I guess I lost track of this thread that I started a looong time ago. I am ashamed to admit that since then I have only make TWO scratch recipes icon_redface.gif ! I think the biggest reason is that I am struggling to keep my weight reasonable and I KNOW I will eat it! Too much taste testing. Anyhow I tried Whimsical bakehouse white cupcakes... thumbsdown.gif . They tasted okay and werent exactly dry, but they sort of reminded me of corn bread texture. My friend who I made them for didnt care for them either. I also made the orange buttercake, also from the WBH. I actually did like the cake. I made mini bundt cakes. They were a little drier the next day, however, I had put a glaze of orange juice and powdered sugar on some, where that had soaked in a bit was delicious and moist. I guess this would be similar to a simple syrup? Do you all use a simple syrup on your cakes? I am sort of afraid of putting too much on, is it just a light brushing on each layer? Thanks again for all the nice responsed, I will keep working at this!

springlakecake Posted 24 Nov 2008 , 2:44pm

okay, I tried another recipe last night. A chocolate cake from Peggy Porchen's book. I don't know if I did something wrong but it was as heavy as a brick! It was horrible. It was way to dense and it didnt taste much like chocolate. It said the batter would be liquidy and mine as kind of stretchy (kind of like brownie batter).

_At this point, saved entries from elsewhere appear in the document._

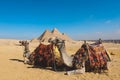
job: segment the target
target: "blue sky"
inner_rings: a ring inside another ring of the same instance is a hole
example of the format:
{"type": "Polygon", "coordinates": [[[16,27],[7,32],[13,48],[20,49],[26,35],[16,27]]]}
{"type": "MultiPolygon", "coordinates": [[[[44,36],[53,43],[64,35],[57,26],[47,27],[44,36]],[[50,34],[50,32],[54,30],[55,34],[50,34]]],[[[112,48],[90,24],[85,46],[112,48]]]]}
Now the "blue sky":
{"type": "Polygon", "coordinates": [[[120,39],[119,0],[0,0],[0,38],[57,28],[75,40],[120,39]]]}

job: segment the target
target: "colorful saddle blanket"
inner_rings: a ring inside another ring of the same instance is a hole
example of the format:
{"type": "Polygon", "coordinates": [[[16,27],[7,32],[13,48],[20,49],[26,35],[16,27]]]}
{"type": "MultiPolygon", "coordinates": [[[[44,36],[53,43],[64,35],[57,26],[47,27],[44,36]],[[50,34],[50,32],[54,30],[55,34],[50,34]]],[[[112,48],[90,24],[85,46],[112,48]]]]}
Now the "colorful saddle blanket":
{"type": "Polygon", "coordinates": [[[111,61],[109,53],[102,44],[88,45],[88,55],[91,66],[102,67],[111,61]]]}

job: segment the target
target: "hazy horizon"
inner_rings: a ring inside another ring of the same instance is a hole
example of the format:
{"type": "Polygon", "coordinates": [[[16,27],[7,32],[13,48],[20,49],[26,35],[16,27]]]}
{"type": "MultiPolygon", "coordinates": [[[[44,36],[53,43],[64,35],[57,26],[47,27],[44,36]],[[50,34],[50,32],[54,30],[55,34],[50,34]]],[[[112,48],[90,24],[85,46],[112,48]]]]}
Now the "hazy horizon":
{"type": "Polygon", "coordinates": [[[120,39],[120,1],[0,1],[0,39],[37,38],[54,28],[74,40],[120,39]]]}

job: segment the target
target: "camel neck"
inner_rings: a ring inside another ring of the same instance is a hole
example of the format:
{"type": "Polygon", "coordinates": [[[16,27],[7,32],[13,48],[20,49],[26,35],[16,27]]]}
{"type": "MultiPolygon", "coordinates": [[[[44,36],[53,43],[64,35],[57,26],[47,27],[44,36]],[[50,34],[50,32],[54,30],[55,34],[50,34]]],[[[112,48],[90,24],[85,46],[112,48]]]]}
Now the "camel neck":
{"type": "Polygon", "coordinates": [[[30,50],[29,50],[29,45],[25,45],[24,47],[25,47],[25,51],[26,51],[26,52],[30,52],[30,50]]]}
{"type": "Polygon", "coordinates": [[[72,67],[72,60],[73,60],[73,58],[70,57],[70,56],[66,53],[65,47],[61,47],[61,48],[59,49],[59,51],[60,51],[60,55],[61,55],[61,57],[62,57],[63,62],[64,62],[67,66],[72,67]]]}

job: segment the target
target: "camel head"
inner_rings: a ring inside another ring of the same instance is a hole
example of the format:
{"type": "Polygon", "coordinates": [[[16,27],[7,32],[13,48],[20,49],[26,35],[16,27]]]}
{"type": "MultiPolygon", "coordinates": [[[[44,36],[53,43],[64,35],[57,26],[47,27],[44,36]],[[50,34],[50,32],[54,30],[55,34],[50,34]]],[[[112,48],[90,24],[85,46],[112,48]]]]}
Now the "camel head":
{"type": "Polygon", "coordinates": [[[62,40],[60,38],[55,38],[54,40],[50,39],[49,42],[57,46],[59,50],[65,48],[65,40],[62,40]]]}
{"type": "Polygon", "coordinates": [[[21,46],[28,46],[29,45],[29,42],[26,40],[26,41],[19,41],[19,43],[21,44],[21,46]]]}

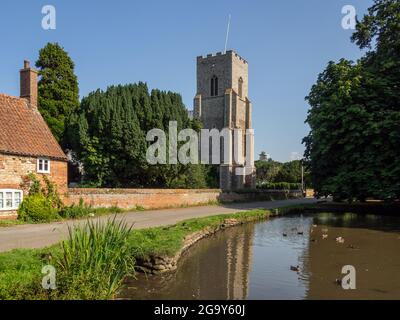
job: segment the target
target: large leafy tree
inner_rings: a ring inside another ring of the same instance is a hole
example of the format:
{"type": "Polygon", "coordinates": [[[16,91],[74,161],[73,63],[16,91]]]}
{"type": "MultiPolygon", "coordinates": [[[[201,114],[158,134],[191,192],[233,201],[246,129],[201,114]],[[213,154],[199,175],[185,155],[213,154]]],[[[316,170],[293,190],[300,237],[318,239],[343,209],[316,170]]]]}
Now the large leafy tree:
{"type": "Polygon", "coordinates": [[[59,44],[48,43],[39,51],[36,67],[40,75],[39,111],[57,141],[65,149],[68,146],[64,136],[65,122],[79,106],[74,62],[59,44]]]}
{"type": "Polygon", "coordinates": [[[329,62],[306,98],[313,185],[337,199],[400,197],[400,2],[375,0],[352,36],[367,53],[329,62]]]}
{"type": "MultiPolygon", "coordinates": [[[[149,130],[168,133],[170,121],[199,129],[188,117],[179,94],[152,90],[145,83],[111,86],[84,97],[68,122],[67,138],[82,162],[85,181],[106,187],[207,186],[201,165],[149,165],[146,141],[149,130]]],[[[168,136],[167,136],[168,139],[168,136]]]]}

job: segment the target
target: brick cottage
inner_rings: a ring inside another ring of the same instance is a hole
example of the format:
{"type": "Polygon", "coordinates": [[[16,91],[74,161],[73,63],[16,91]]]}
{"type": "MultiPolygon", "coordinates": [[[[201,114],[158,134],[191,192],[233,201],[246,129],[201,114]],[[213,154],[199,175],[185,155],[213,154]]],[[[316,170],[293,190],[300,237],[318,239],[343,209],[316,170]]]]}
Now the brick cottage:
{"type": "Polygon", "coordinates": [[[0,216],[15,215],[29,173],[47,175],[67,191],[67,157],[40,115],[38,73],[24,62],[20,97],[0,94],[0,216]]]}

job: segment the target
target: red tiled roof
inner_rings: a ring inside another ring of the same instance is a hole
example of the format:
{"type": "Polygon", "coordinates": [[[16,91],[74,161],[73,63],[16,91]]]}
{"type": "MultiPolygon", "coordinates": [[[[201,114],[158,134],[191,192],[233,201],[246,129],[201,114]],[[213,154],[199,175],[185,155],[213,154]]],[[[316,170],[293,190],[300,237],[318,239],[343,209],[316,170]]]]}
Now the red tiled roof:
{"type": "Polygon", "coordinates": [[[39,111],[25,99],[1,93],[0,153],[67,161],[39,111]]]}

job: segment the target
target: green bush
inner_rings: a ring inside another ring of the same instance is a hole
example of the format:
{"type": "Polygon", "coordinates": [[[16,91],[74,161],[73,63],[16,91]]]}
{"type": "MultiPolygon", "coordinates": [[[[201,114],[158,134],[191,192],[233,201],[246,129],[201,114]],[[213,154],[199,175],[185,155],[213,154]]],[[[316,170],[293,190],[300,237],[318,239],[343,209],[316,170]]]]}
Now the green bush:
{"type": "Polygon", "coordinates": [[[82,198],[79,199],[78,205],[71,205],[70,207],[64,207],[60,211],[60,216],[66,219],[84,218],[88,216],[101,216],[111,213],[121,213],[123,210],[117,206],[110,208],[93,208],[91,205],[86,204],[82,198]]]}
{"type": "Polygon", "coordinates": [[[264,190],[300,190],[301,183],[262,182],[257,187],[264,190]]]}
{"type": "Polygon", "coordinates": [[[40,193],[24,198],[18,209],[18,219],[27,222],[48,222],[59,217],[51,199],[40,193]]]}
{"type": "Polygon", "coordinates": [[[79,199],[78,205],[72,205],[70,207],[65,207],[60,211],[60,216],[63,218],[83,218],[87,217],[92,213],[92,209],[89,205],[83,202],[83,199],[79,199]]]}

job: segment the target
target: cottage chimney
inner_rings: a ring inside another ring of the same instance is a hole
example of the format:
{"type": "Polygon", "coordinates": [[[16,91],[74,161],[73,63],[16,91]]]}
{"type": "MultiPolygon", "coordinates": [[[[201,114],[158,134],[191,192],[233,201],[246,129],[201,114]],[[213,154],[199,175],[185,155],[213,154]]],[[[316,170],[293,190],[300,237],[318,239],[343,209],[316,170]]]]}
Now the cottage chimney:
{"type": "Polygon", "coordinates": [[[38,72],[31,69],[29,61],[24,61],[24,68],[20,71],[21,98],[28,100],[33,108],[37,108],[38,100],[38,72]]]}

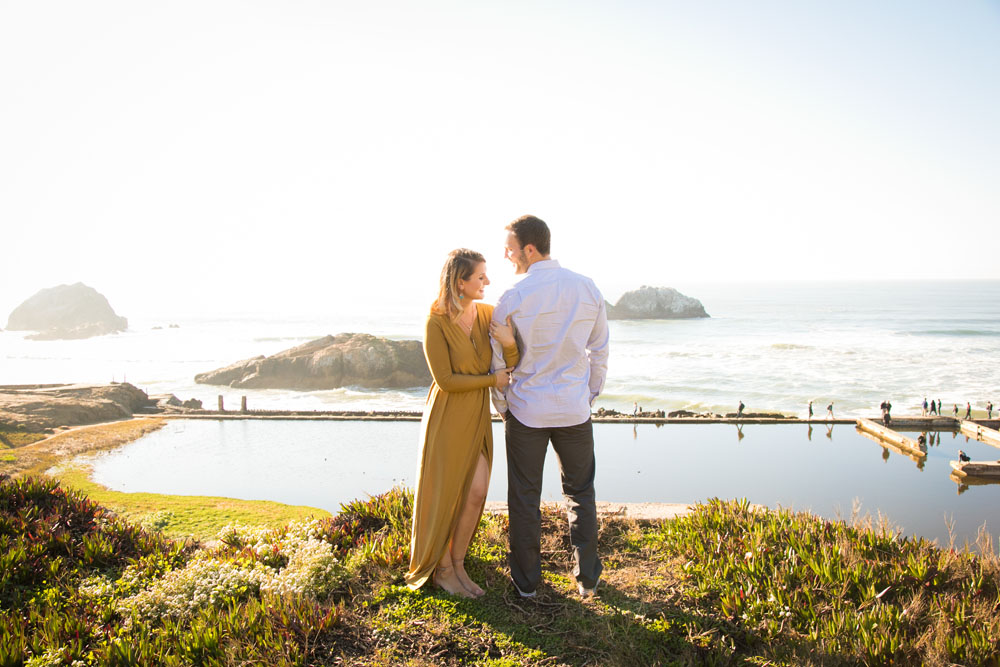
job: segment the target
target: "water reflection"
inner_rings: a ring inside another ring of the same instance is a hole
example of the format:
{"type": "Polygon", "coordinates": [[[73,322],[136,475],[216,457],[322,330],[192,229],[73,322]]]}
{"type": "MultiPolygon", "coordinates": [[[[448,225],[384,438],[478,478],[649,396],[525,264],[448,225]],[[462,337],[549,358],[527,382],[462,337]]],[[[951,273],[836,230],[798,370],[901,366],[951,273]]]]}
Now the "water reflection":
{"type": "Polygon", "coordinates": [[[958,484],[958,495],[962,495],[969,490],[971,486],[997,486],[1000,485],[1000,479],[986,479],[983,477],[969,477],[968,475],[959,475],[954,471],[948,475],[951,481],[958,484]]]}
{"type": "MultiPolygon", "coordinates": [[[[176,421],[94,461],[98,482],[123,491],[268,499],[339,511],[340,503],[412,486],[420,425],[415,422],[176,421]]],[[[928,433],[927,456],[914,466],[903,451],[855,429],[827,425],[827,438],[802,447],[797,425],[595,424],[597,498],[609,502],[747,498],[768,507],[849,517],[855,501],[880,512],[906,534],[974,543],[984,522],[1000,527],[1000,485],[964,484],[955,493],[949,460],[959,445],[974,459],[996,459],[989,445],[928,433]],[[641,437],[640,437],[641,436],[641,437]],[[891,449],[891,451],[890,451],[891,449]],[[893,453],[902,454],[892,456],[893,453]],[[878,457],[878,458],[876,458],[878,457]],[[710,461],[711,465],[706,465],[710,461]],[[876,464],[875,462],[878,461],[876,464]],[[920,474],[914,474],[914,467],[920,474]],[[967,498],[970,486],[977,488],[967,498]],[[960,497],[961,496],[961,497],[960,497]]],[[[488,498],[507,493],[503,427],[494,425],[488,498]]],[[[916,434],[910,437],[915,437],[916,434]]],[[[542,496],[561,498],[554,455],[546,460],[542,496]]]]}

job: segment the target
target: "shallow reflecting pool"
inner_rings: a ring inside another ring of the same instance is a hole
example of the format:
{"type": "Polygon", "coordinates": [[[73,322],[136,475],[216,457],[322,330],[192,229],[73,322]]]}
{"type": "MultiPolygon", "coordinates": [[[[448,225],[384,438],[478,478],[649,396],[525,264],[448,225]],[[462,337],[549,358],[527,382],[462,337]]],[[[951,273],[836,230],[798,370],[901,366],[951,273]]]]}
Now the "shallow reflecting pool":
{"type": "MultiPolygon", "coordinates": [[[[93,461],[94,479],[120,491],[276,500],[337,512],[340,504],[412,486],[416,422],[171,421],[161,430],[93,461]]],[[[596,424],[597,497],[617,502],[693,503],[745,497],[768,507],[849,517],[881,512],[908,535],[958,545],[985,522],[1000,528],[1000,484],[960,486],[948,461],[958,449],[974,460],[1000,450],[953,433],[928,434],[918,465],[853,426],[804,424],[596,424]]],[[[916,435],[911,434],[912,437],[916,435]]],[[[494,424],[490,500],[504,500],[503,427],[494,424]]],[[[551,449],[543,495],[560,498],[551,449]]]]}

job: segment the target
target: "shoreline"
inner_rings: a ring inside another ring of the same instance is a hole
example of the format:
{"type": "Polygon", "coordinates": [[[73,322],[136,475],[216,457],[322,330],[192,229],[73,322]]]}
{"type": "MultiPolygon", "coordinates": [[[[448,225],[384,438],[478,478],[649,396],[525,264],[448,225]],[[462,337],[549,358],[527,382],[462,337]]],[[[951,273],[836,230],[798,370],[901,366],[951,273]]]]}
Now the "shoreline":
{"type": "MultiPolygon", "coordinates": [[[[134,418],[141,419],[151,417],[156,419],[215,419],[215,420],[314,420],[314,421],[407,421],[419,422],[423,418],[423,413],[409,411],[303,411],[303,410],[250,410],[239,412],[236,410],[219,411],[197,411],[197,412],[163,412],[137,414],[134,418]]],[[[597,416],[591,417],[595,424],[807,424],[813,426],[834,426],[834,425],[856,425],[858,419],[862,417],[842,417],[836,419],[805,419],[801,417],[633,417],[631,415],[618,416],[597,416]]],[[[867,419],[881,419],[878,417],[867,417],[867,419]]],[[[499,415],[491,415],[493,422],[503,421],[499,415]]],[[[955,431],[958,430],[962,420],[954,417],[922,417],[905,416],[894,417],[891,428],[901,430],[928,429],[935,431],[955,431]]],[[[1000,427],[1000,419],[972,419],[977,424],[988,428],[1000,427]]]]}

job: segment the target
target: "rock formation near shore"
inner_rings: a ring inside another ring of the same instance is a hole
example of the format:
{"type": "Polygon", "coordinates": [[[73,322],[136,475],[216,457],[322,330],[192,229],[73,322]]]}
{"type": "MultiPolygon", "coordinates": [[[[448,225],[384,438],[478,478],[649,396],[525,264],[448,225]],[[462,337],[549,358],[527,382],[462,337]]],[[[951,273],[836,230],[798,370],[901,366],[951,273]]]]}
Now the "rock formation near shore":
{"type": "Polygon", "coordinates": [[[618,303],[607,303],[609,320],[679,320],[709,317],[701,301],[672,287],[647,287],[625,292],[618,303]]]}
{"type": "Polygon", "coordinates": [[[15,308],[7,319],[11,331],[37,331],[32,340],[69,340],[125,331],[108,300],[83,283],[49,287],[15,308]]]}
{"type": "Polygon", "coordinates": [[[342,333],[199,373],[194,381],[247,389],[398,389],[426,387],[431,374],[420,341],[342,333]]]}
{"type": "Polygon", "coordinates": [[[0,387],[0,425],[25,431],[128,419],[149,405],[130,384],[0,387]]]}

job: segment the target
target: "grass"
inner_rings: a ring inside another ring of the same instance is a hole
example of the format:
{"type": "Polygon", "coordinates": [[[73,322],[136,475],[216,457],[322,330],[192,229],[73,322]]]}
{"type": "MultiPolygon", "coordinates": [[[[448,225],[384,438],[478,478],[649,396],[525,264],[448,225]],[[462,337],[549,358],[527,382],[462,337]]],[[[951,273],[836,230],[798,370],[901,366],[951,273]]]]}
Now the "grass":
{"type": "MultiPolygon", "coordinates": [[[[41,475],[82,454],[115,449],[161,428],[162,419],[129,419],[75,428],[6,452],[12,461],[0,464],[0,473],[11,476],[41,475]]],[[[37,434],[42,435],[42,434],[37,434]]]]}
{"type": "Polygon", "coordinates": [[[565,518],[543,513],[544,581],[507,582],[485,516],[476,600],[402,585],[412,496],[337,517],[171,542],[52,481],[0,482],[0,666],[996,665],[1000,565],[885,527],[713,500],[605,519],[605,584],[581,600],[565,518]],[[14,554],[13,556],[11,554],[14,554]],[[44,660],[49,662],[44,662],[44,660]]]}
{"type": "Polygon", "coordinates": [[[0,449],[24,447],[39,440],[44,440],[45,433],[29,433],[27,431],[0,429],[0,449]]]}
{"type": "Polygon", "coordinates": [[[95,502],[170,537],[211,540],[229,523],[277,528],[289,521],[330,516],[326,510],[315,507],[267,500],[112,491],[90,481],[89,473],[87,466],[71,466],[61,470],[59,478],[67,487],[82,491],[95,502]]]}

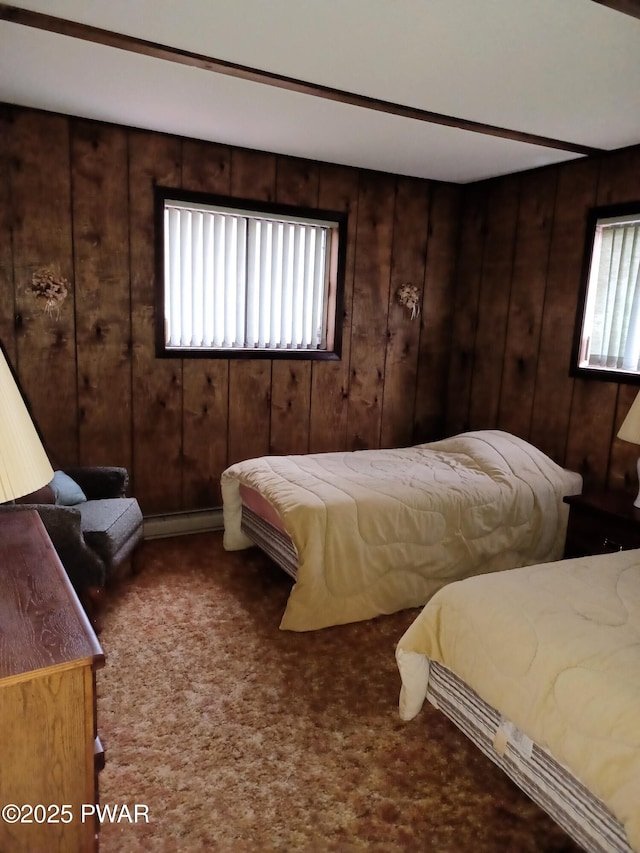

Oh well back to the drawing board.

cupcakemkr Posted 24 Nov 2008 , 3:26pm

merissa - the perfectly chocolate cake recipe on the back of hersey's cocoa box is a great chocolate cake recipe, try replacing the hot water with strong hot coffee.

mija10417 Posted 24 Nov 2008 , 4:00pm

Merissa,

First of all, you focusing on the cake decorating part has really worked out for you. Your cakes are amazing!!!

Second of all, I like you have also struggled for a long time thinking the customers would rather have scratch even though everyone seems pretty happy with my doctored mixes. In the past year I can't begin to tell you HOW MANY scratch cake recipes I have tried. They had to be moist but could hold up to carving. After all that time I have found the best to be Sylvia Weinstocks Classic yellow cake and for chocolate I use Barefoot Contessa's chocolate cake which is the same as the one on the back of the Hershey's Box except she uses Buttermilk for the milk and coffee for the boiling water. I have tweaked it though to make it more sturdy: Add an extra egg, use cake flour instead of AP flour, use Hershey's Special Dark Cocoa and use melted butter instead of oil. Delicious and carves nice.